All of the aforementioned shows have been intense, moody dramas, but quality television does not stop at abortions, methamphetamines, and wire-taps. Comedy greatness is easy to find, which is mind-blowing since it is much more difficult to achieve than dramatic greatness. Louie, the show written, directed, edited and starring Louis C.K., is probably the most daring, original and hilarious show of the last couple of decades.  Eschewing format altogether, C.K. offers skits and scenes revolving around his usual stand-up tropes: sexual inadequacy, failed marriages, how awful children can be. These scenes are Gestaltan in their overall effect, mirroring what most of us so often fail to realize: life can be really fucked-up, but sometimes the best way to deal with a beheaded hobo is to laugh at him.

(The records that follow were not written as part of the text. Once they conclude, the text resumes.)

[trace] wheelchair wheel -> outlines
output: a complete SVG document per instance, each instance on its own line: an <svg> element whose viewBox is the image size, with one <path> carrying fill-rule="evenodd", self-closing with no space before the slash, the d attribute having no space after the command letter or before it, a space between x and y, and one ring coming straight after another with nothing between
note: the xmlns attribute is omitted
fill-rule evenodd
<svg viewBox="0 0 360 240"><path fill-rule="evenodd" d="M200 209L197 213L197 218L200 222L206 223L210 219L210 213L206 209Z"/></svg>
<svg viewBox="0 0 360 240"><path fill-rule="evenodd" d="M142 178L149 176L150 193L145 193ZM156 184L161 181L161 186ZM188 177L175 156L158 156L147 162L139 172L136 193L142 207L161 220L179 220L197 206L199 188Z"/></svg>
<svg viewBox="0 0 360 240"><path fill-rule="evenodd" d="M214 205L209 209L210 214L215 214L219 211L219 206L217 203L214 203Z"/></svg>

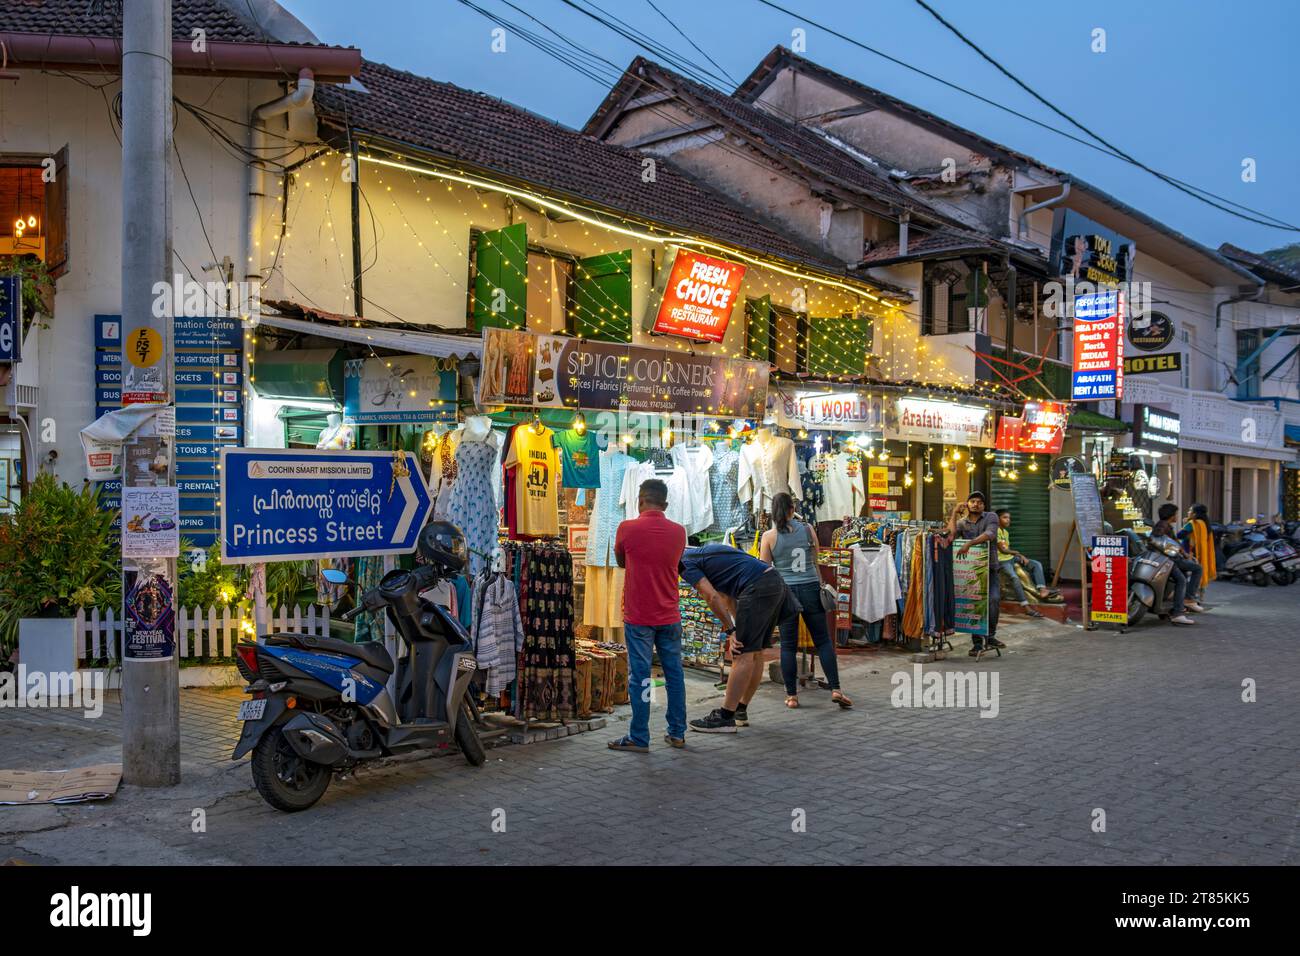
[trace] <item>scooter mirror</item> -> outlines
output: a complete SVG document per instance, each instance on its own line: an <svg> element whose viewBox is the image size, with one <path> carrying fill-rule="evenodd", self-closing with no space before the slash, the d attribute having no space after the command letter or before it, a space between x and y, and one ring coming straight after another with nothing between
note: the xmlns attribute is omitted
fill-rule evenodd
<svg viewBox="0 0 1300 956"><path fill-rule="evenodd" d="M347 584L348 576L337 568L325 568L321 571L320 576L330 584Z"/></svg>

The next time someone tells you there's nothing good on TV, or that television shows peaked after The Honeymooners, Cheers, or (Lord help me) Two and a Half Men, know that you are most likely speaking to an ignorant moron (likely) or someone whose taste is absolutely dreadful (likelier, sadly) and shuns quality like most people shun root canals. To counter their stupidity, calmly remind them that the golden age of television is now, that most movie blockbusters are insufferably terrible, and that you can show them the way to redemption. After all, it's only a remote click away.